Is it a bad sign if a German Shepherd puppy flattens its ears when approaching strangers in public? Our puppy loves approaching strangers with tail wagging and ready to lick (as long as it's in public), which makes her sound like a confident puppy. We don't force her to do this. She does it on her own. So why does she put her ears down?


----------



## GSDBESTK9 (Mar 26, 2002)

Putting hears down/back is a sign of submission.


----------



## Shade (Feb 20, 2012)

GSDBESTK9 said:


> Putting hears down/back is a sign of submission.


Agreed, she's being cautious


----------



## Wolfiesmom (Apr 10, 2010)

My dog puts his ears down when he's happy. If we talk to him in a happy voice the ears go back, when he's out for a walk, the ears are pinned flat against his head for the entire walk, unless something piques his interest and then the ears come up. When he gets loved on, the ears are back.


----------



## Lilie (Feb 3, 2010)

Wolfiesmom said:


> , when he's out for a walk, the ears are pinned flat against his head for the entire walk,


That's because Wolfie is listening to me...he knows I stalk him....:wub:


----------



## qbchottu (Jul 10, 2011)

Doesn't necessarily have to be a bad thing. Depends on the situation and what her other body signals are like. Is she flattening her ears, belly crawling and urinating submissively when people approach? Or is she wagging her wail, excited and has her ears back? 

My girl Wiva is very submissive to her handler. Many times if I look at her, she will flatten her ears and wag her tail. She's just a happy, sweet girl who bonds _very_ closely to her person and expresses it in a physical way when she is around that person. She will also flatten her ears to her breeder who raised her till she was 9 months old. But this isn't done out of a negative place...she is showing her submissiveness to her handler and expressing her affection. 

All of my dogs will flatten their ears if they are displeased with something or receive a correction during training. For example, I give a pop on the prong and their ears go down for a split second at the correction.


----------



## Courtney (Feb 12, 2010)

My boy will flatten his ears and turns into a wiggle butt when he's happy to see me, my husband or our girls.

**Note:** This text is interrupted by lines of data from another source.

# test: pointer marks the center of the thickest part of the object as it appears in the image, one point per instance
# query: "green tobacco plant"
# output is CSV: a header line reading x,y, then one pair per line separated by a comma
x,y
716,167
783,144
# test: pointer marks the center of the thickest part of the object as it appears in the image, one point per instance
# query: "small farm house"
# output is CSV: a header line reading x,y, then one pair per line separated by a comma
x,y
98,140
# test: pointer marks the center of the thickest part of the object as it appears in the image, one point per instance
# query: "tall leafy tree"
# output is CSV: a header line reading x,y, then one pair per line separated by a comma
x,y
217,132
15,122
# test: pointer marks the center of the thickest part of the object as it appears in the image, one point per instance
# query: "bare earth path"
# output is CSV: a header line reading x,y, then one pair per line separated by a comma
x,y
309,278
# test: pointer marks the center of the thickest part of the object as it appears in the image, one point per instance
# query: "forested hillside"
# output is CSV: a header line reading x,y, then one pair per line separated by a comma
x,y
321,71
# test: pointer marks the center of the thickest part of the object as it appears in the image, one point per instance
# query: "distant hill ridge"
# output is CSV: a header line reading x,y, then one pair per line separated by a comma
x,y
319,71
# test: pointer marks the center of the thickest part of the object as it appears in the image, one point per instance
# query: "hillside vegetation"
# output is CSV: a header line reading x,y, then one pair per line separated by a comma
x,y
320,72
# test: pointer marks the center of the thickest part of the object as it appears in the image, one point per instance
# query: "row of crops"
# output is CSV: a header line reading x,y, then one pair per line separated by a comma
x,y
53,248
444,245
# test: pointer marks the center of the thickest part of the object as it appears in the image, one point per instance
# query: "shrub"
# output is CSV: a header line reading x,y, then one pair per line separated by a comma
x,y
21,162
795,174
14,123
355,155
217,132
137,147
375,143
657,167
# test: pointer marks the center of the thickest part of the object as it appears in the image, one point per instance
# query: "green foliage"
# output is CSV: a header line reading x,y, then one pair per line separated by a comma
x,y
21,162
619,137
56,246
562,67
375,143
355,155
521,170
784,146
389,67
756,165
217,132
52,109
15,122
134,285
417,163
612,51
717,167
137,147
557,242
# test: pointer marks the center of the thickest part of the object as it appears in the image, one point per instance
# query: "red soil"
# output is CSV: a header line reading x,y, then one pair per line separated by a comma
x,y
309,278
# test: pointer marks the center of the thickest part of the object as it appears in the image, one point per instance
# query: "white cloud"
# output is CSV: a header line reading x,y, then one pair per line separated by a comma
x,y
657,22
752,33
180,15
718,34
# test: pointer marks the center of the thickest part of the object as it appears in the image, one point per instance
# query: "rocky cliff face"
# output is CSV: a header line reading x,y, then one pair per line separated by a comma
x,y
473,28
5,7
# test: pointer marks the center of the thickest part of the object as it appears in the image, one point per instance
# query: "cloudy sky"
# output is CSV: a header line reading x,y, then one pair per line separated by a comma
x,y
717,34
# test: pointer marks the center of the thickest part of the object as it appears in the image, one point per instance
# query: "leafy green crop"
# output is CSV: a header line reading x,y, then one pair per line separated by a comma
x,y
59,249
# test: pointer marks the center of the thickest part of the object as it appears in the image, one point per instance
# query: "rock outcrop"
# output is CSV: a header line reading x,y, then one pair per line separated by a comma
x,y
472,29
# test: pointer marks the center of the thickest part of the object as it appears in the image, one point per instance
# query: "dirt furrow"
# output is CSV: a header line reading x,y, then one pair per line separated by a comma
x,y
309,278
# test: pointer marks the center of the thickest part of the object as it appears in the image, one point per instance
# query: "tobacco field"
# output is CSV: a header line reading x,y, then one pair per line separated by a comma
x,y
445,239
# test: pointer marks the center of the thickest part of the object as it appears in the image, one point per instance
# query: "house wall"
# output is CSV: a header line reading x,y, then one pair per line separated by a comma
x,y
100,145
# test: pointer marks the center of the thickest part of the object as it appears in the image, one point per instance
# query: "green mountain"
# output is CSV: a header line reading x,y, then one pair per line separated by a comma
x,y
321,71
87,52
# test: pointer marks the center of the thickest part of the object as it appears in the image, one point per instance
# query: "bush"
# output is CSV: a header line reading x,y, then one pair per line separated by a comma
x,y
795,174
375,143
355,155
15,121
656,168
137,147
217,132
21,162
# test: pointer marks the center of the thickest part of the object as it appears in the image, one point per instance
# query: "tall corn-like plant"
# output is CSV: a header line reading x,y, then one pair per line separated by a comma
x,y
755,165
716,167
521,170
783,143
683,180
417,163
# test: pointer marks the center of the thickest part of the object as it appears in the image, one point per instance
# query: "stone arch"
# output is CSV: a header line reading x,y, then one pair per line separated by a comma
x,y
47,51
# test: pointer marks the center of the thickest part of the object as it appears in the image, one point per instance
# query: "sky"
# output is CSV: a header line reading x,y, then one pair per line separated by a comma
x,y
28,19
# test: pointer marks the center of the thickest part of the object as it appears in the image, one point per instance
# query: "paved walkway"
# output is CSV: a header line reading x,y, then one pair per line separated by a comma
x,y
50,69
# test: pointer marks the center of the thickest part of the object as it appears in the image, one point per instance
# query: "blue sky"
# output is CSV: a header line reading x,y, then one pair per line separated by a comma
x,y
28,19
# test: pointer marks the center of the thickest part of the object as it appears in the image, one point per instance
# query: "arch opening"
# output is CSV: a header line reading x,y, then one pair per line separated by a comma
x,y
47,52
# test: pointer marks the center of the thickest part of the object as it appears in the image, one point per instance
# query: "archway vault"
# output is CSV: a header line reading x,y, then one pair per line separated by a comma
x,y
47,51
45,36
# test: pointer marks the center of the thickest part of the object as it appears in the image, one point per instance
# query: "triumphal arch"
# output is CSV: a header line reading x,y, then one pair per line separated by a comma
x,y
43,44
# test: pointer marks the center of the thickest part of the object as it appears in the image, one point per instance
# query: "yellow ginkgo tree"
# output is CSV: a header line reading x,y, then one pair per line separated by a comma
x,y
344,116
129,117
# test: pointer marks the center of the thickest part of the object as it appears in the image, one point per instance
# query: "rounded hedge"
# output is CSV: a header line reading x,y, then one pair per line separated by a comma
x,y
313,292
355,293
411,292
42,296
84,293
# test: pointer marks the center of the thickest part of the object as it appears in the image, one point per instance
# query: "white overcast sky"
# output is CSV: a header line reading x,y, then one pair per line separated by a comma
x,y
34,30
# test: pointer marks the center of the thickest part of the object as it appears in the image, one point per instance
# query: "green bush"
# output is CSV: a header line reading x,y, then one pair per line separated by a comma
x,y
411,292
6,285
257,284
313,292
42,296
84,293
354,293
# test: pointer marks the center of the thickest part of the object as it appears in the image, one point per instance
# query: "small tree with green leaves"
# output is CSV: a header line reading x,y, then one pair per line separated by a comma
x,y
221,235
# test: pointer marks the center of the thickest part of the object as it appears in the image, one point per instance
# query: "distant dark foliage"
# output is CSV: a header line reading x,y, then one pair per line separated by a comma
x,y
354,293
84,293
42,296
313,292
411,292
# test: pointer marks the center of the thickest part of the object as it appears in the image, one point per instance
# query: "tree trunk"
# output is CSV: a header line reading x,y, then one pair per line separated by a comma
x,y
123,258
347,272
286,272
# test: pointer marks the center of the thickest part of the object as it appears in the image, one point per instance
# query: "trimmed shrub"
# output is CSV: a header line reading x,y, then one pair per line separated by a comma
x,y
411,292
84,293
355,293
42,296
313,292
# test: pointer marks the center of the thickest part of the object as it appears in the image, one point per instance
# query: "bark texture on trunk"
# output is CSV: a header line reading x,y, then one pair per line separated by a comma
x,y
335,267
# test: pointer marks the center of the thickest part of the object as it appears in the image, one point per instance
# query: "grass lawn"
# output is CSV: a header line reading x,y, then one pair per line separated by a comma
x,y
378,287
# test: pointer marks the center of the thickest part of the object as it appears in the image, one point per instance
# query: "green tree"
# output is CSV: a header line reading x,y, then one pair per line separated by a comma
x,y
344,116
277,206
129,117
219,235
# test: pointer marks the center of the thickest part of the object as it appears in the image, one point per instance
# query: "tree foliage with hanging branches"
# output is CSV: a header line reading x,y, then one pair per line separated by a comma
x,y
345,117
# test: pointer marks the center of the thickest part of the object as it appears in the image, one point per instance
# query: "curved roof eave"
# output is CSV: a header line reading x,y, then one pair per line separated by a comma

When he was a puppy I remember my parents coming to visit & to see him for the first time. My dad got out of the car & Rusty was looking at him, my dad bent down and said with his arms out, higher voice "come here bud", ears down, tail going he ran to him, licking his arms, then mouthing him LOL


----------



## Freestep (May 1, 2011)

Flattened ears are simply a sign of submission or appeasement, which is appropriate when approaching friendly humans. It is a dog's way of making themselves look smaller, as though to say, "Hello, I am just a friendly little dog and no threat to you, please accept my approach."


----------